Step five: Measure and adjust. Run the assessment again after a period of development. Compare the before and after. Share the data with leaders. Use it to refine the programme. This creates a feedback loop that makes the whole system smarter over time.
What this looks like in one organisation
A global financial services company wanted to develop its mid level managers. The brief was familiar: “they need to be better at leading through change.” Previous programmes had focused on leadership models and case studies. Feedback was always positive. But the managers’ teams were not reporting any change in how they were being led.
The new approach started differently. Every manager completed a behavioural skills assessment. The results showed a clear pattern: the group was strong on planning and execution but significantly weaker on reflection and opportunity seeking. They were good at doing but less practised at stepping back, questioning their assumptions, or exploring alternative approaches.
Instead of a week long programme, the intervention was designed as a twelve week journey. It began with a half day activation workshop that introduced the skills framework and helped each manager interpret their own assessment results. Then, over the following weeks, they received two micro learning episodes per week, each taking around five minutes. The episodes were targeted to the specific skills the group needed to develop and connected directly to the challenges they were facing in their roles.
Midway through, managers came together for a facilitated session to share what they were noticing and practising. At the end of the twelve weeks, they retook the assessment.
The results were significant. Reflection scores increased by 28%. Opportunity seeking improved by 22%. And most importantly, their teams reported noticeable changes in how these managers were showing up in meetings, in one to ones, and in how they responded to unexpected challenges. The development had transferred into real behaviour.
A practical checklist for L&D teams
Here is a quick way to evaluate whether your current programmes are designed for lasting behaviour change or just for learning in the moment.
- Does your programme start with an evidence based assessment of current capability?
- Have you defined the specific behaviours you want to change, not just the topics you want to cover?
- Does the learning continue after the initial session, with regular micro interventions over weeks or months?
- Are you measuring behaviour change, not just satisfaction and completion?
- Is the learning connected to real work challenges, or does it live in a separate “training” context?
- Do managers and leaders know what their teams are developing, and are they reinforcing it?

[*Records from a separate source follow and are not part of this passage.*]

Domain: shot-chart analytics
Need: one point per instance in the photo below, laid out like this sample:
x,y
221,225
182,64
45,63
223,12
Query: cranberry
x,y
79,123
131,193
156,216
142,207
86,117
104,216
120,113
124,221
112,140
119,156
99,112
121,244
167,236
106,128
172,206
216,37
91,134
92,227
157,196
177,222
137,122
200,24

- Can you show a before and after comparison of capability?
If you answered no to more than two of these, there is a good chance your programmes are delivering knowledge without building capability. That is not a failure. It is an opportunity to redesign.
Evidence and rationale
The approach described here is grounded in research on learning transfer, behaviour change, and skills development. Key findings that support this model include:
- The Ebbinghaus forgetting curve shows that without reinforcement, people forget roughly 70% of new information within 24 hours and up to 90% within a month.
- Research on spaced practice demonstrates that distributing learning over time produces significantly better retention and transfer than concentrated sessions.
- Dr Jeanne Liedtka’s decade long research programme at the University of Virginia’s Darden School of Business has shown that human centred skills, including reflection, opportunity seeking, and scientific reasoning, are learnable behaviours that improve with structured, sustained practice.
- Studies on microlearning indicate that short, focused learning interventions (under 10 minutes) delivered regularly outperform longer sessions for skill development, particularly when connected to real work contexts.
None of this means that workshops are obsolete. It means they work best when they are part of a longer journey, not a standalone event.